In June 2014 the government introduced Bill C-36 in Parliament. The bill, titled The Protection of Communities and Exploited Persons Act, was passed and became law in November the same year. Although trading sex for money or other needs remains legal under the new legislation, the Act makes illegal various prostitution-related activities that would have been decriminalized if Parliament had not responded to the Supreme Court's decision.
For the first time in Canadian law, the Act criminalizes the buying of sexual services, in an effort to reduce the demand for prostitution. Also for the first time in Canadian law, the Act criminalizes promotion or advertising for the sale of sexual services. Unlike the old crime of solicitation, the new law prohibits communicating anywhere in public for the buying of sex. It only prohibits the selling of sex in certain public places such as near school grounds or playgrounds.

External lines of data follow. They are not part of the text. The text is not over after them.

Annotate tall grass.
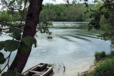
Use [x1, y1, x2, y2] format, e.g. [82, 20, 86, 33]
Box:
[95, 51, 106, 61]
[83, 52, 114, 76]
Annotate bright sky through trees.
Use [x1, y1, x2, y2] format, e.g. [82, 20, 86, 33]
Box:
[43, 0, 94, 4]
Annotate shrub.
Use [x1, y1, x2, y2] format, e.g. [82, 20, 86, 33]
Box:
[83, 58, 114, 76]
[111, 51, 114, 56]
[95, 52, 106, 61]
[94, 58, 114, 76]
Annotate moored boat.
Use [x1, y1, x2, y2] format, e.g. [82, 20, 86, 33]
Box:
[23, 63, 53, 76]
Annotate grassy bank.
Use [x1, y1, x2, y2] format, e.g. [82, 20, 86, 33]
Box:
[80, 52, 114, 76]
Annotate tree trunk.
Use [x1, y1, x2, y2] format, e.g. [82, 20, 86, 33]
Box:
[9, 0, 43, 73]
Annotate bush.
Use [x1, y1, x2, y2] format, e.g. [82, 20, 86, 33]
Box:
[111, 51, 114, 56]
[94, 58, 114, 76]
[83, 58, 114, 76]
[95, 52, 106, 61]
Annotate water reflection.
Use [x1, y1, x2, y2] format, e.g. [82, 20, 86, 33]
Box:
[0, 22, 110, 76]
[25, 22, 110, 76]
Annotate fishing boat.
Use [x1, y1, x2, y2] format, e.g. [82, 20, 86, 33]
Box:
[23, 63, 53, 76]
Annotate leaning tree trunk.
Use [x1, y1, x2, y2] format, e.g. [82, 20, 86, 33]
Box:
[9, 0, 43, 73]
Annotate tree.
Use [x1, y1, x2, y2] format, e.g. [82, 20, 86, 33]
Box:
[0, 0, 43, 73]
[9, 0, 43, 73]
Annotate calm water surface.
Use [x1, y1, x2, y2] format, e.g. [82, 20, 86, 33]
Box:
[0, 22, 110, 76]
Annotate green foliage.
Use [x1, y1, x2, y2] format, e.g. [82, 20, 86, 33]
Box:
[0, 52, 6, 64]
[83, 58, 114, 76]
[95, 58, 114, 76]
[19, 37, 37, 53]
[0, 41, 4, 50]
[40, 4, 89, 21]
[95, 52, 106, 61]
[90, 0, 114, 40]
[0, 11, 12, 22]
[6, 27, 22, 40]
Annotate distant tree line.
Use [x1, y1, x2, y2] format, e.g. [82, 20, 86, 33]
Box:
[40, 4, 89, 21]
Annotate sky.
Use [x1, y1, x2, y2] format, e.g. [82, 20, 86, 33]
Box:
[0, 0, 94, 9]
[43, 0, 94, 4]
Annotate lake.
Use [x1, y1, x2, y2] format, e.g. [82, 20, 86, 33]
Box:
[0, 22, 111, 76]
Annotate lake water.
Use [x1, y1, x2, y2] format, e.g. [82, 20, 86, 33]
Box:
[0, 22, 110, 76]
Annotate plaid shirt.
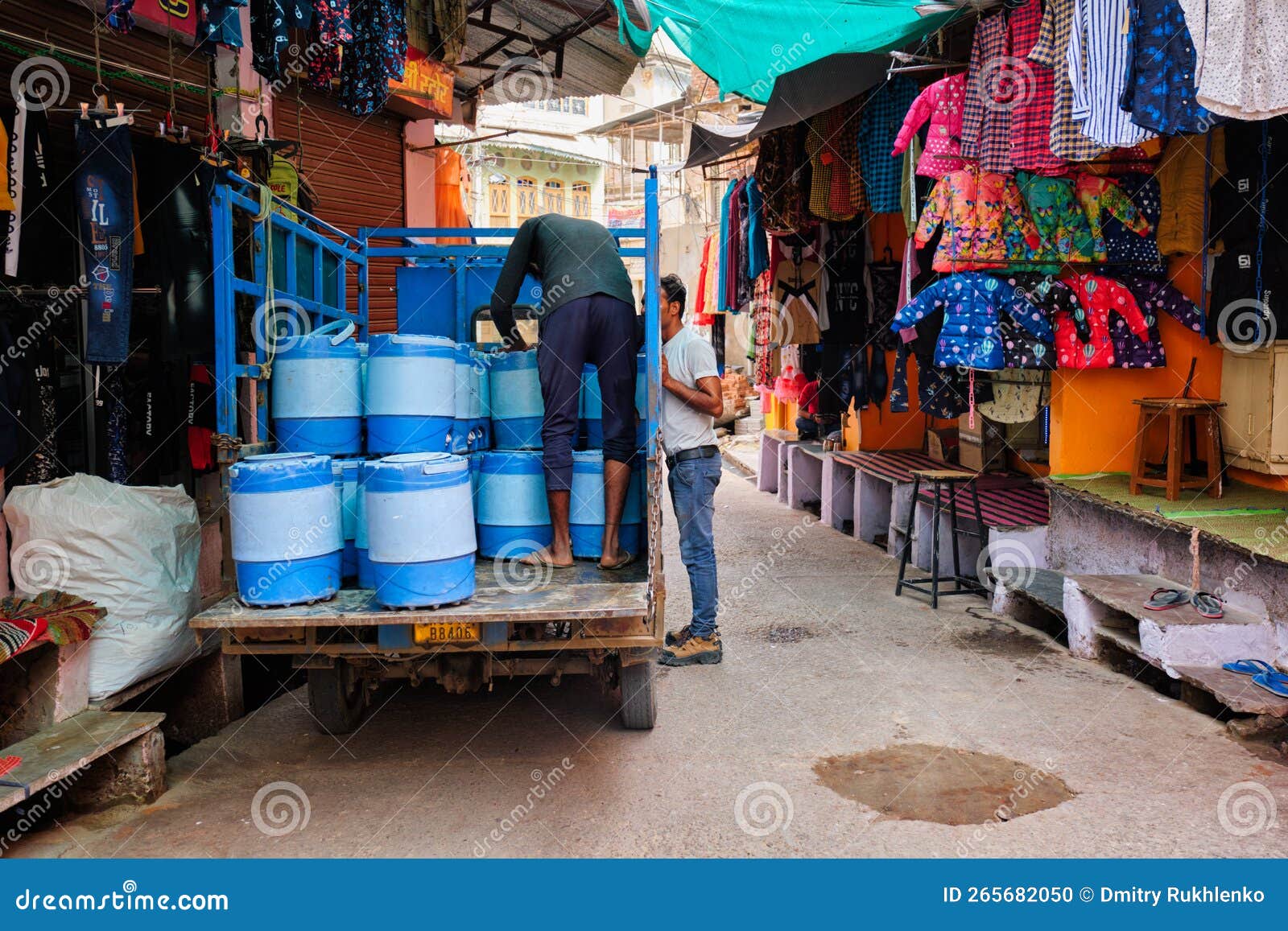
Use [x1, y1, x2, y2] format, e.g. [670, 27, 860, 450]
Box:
[962, 13, 1018, 174]
[859, 76, 919, 214]
[1029, 0, 1109, 161]
[1009, 0, 1067, 175]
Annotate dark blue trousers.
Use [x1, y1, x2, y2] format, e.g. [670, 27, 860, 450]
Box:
[537, 294, 635, 492]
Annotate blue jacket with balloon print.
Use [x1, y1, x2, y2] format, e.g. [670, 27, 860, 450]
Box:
[890, 272, 1055, 371]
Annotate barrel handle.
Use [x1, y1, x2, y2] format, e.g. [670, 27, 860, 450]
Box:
[313, 320, 357, 346]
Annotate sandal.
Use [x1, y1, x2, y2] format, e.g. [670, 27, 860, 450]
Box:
[1145, 588, 1190, 611]
[1221, 659, 1279, 676]
[1190, 591, 1225, 620]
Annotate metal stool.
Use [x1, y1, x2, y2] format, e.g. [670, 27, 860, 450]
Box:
[894, 469, 990, 609]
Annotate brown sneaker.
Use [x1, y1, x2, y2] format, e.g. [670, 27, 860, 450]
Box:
[657, 633, 724, 665]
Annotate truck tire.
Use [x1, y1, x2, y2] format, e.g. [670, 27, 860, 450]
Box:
[309, 659, 367, 734]
[618, 650, 657, 730]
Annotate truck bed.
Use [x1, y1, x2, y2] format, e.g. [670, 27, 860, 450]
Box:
[191, 559, 648, 630]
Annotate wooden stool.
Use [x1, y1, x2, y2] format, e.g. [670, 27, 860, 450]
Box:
[894, 469, 988, 608]
[1129, 398, 1225, 501]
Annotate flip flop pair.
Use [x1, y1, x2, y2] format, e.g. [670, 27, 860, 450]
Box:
[1144, 588, 1225, 620]
[1221, 659, 1288, 698]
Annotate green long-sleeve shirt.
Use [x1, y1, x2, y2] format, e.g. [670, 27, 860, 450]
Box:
[492, 214, 635, 339]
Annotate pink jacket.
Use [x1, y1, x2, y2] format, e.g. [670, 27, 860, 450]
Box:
[891, 72, 966, 178]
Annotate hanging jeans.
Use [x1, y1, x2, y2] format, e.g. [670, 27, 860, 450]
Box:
[666, 455, 721, 637]
[75, 118, 134, 363]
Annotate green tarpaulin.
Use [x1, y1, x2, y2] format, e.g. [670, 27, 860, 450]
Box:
[613, 0, 960, 103]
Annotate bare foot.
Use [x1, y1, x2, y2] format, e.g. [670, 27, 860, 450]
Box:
[519, 546, 572, 569]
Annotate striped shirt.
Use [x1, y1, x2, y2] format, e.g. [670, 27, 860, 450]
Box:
[1065, 0, 1155, 146]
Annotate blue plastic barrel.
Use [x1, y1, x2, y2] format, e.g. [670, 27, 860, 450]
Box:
[365, 333, 456, 453]
[331, 459, 362, 582]
[578, 352, 648, 449]
[365, 452, 475, 608]
[228, 453, 344, 608]
[478, 451, 554, 559]
[353, 459, 380, 588]
[489, 349, 546, 449]
[269, 320, 362, 455]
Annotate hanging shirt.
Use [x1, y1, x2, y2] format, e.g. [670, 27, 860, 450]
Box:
[1122, 0, 1213, 134]
[1181, 0, 1288, 120]
[1029, 0, 1109, 161]
[914, 169, 1041, 272]
[962, 13, 1020, 174]
[1007, 0, 1067, 175]
[858, 75, 917, 214]
[1065, 0, 1154, 146]
[891, 72, 966, 178]
[1154, 126, 1226, 255]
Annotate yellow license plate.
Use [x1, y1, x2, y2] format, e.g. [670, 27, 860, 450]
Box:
[416, 620, 479, 644]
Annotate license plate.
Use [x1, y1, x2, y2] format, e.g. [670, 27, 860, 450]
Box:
[416, 620, 479, 644]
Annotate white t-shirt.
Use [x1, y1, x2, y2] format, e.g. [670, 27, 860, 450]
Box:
[662, 327, 720, 453]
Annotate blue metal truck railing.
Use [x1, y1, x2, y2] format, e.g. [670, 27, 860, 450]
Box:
[211, 167, 662, 459]
[210, 171, 367, 442]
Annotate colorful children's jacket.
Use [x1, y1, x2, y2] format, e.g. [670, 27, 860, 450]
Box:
[1055, 274, 1149, 369]
[890, 72, 966, 178]
[890, 272, 1052, 369]
[914, 169, 1041, 273]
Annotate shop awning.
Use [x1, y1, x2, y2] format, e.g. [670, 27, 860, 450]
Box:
[613, 0, 966, 103]
[684, 53, 891, 167]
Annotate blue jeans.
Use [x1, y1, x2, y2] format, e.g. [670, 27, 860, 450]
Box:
[666, 455, 720, 637]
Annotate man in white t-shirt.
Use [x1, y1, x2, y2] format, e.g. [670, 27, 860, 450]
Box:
[658, 274, 724, 665]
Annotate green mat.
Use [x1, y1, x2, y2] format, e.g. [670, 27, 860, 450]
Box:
[1052, 472, 1288, 562]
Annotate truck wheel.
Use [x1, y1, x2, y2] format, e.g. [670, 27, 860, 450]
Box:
[618, 650, 657, 730]
[301, 659, 367, 734]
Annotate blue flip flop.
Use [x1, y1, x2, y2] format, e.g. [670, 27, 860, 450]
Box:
[1221, 659, 1279, 676]
[1252, 672, 1288, 698]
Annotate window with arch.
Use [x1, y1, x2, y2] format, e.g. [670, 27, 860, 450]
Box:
[572, 182, 590, 220]
[543, 178, 564, 214]
[514, 178, 537, 220]
[487, 175, 510, 227]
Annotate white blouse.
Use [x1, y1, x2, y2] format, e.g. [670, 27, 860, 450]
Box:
[1180, 0, 1288, 120]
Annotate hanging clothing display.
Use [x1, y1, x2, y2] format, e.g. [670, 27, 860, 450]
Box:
[961, 13, 1022, 174]
[1007, 0, 1067, 175]
[1181, 0, 1288, 120]
[805, 99, 867, 220]
[859, 75, 917, 214]
[891, 72, 966, 178]
[1154, 126, 1226, 255]
[1029, 0, 1109, 161]
[75, 116, 135, 362]
[916, 169, 1041, 272]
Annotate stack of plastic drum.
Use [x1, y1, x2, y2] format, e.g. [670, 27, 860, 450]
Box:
[228, 453, 344, 607]
[353, 459, 380, 588]
[331, 459, 362, 582]
[270, 320, 362, 455]
[489, 349, 546, 449]
[478, 451, 554, 559]
[363, 452, 477, 608]
[578, 352, 648, 449]
[365, 333, 456, 453]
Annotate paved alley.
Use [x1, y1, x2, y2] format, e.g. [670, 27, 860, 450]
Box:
[9, 460, 1288, 858]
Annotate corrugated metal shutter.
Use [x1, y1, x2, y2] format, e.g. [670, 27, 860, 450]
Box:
[272, 90, 406, 332]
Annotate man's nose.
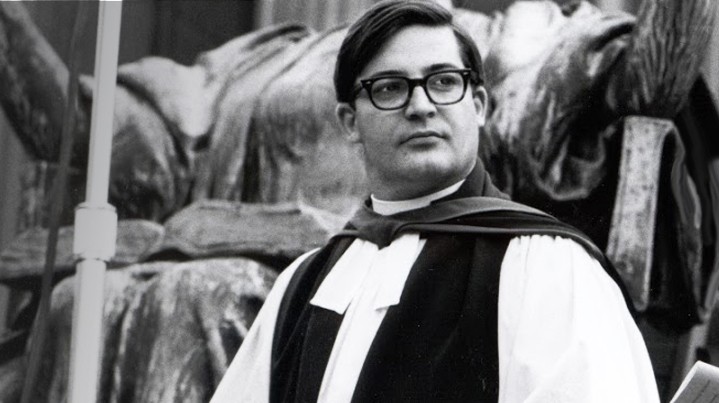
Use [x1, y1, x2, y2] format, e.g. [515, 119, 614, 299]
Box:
[405, 85, 437, 117]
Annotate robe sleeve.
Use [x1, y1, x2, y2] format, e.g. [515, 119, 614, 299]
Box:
[498, 235, 659, 403]
[210, 249, 316, 403]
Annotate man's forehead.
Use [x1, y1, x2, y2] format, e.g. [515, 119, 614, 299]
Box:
[360, 25, 464, 78]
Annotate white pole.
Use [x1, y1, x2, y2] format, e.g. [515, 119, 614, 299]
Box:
[68, 1, 122, 403]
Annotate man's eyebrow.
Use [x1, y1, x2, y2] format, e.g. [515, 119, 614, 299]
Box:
[363, 63, 465, 79]
[424, 63, 465, 73]
[367, 69, 407, 78]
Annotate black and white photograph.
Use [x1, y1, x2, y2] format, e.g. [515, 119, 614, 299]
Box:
[0, 0, 719, 403]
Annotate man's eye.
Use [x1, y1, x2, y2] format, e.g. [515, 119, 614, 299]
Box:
[429, 74, 462, 88]
[372, 81, 403, 94]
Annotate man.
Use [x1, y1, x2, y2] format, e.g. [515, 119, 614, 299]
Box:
[213, 1, 658, 402]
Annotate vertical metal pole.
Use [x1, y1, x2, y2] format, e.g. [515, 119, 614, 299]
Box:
[68, 1, 122, 403]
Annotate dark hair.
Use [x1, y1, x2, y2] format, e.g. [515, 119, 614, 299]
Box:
[334, 0, 484, 103]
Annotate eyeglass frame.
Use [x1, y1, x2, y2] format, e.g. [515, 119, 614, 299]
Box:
[354, 68, 482, 111]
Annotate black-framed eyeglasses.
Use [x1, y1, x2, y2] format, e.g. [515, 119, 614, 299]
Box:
[354, 69, 473, 111]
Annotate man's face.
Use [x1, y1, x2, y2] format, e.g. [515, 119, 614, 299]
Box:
[337, 25, 486, 200]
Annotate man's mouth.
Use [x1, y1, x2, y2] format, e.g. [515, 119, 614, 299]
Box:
[402, 130, 445, 143]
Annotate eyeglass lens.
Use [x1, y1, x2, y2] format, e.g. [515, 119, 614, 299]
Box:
[370, 71, 466, 109]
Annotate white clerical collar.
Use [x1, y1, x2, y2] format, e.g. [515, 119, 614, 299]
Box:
[370, 179, 465, 215]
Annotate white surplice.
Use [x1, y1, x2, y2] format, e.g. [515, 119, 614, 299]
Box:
[211, 183, 659, 403]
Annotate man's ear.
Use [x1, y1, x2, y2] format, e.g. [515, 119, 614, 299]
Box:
[335, 102, 360, 143]
[473, 85, 489, 127]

The Act also makes it a crime to receive a financial, or what the law now calls a "material benefit," from the prostitution of others. This offence captures not only pimps who actively recruit people into prostitution, but also for example, employees at strip clubs who do not incite prostitution directly, but who know that prostitution takes place there and benefit financially from it.
In addition, the Act immunizes from prosecution anyone who sells their own sexual services, and advertises or gains a benefit from the sale of their own services, either independently or in a co-operative setting such as a brothel.
In November 2015, the new Liberal government in Ottawa said it was considering changes to the Act in response to some critics who said the new law increased the safety risks for prostitutes, for example, by making it harder for them to screen potential customers before selling their services.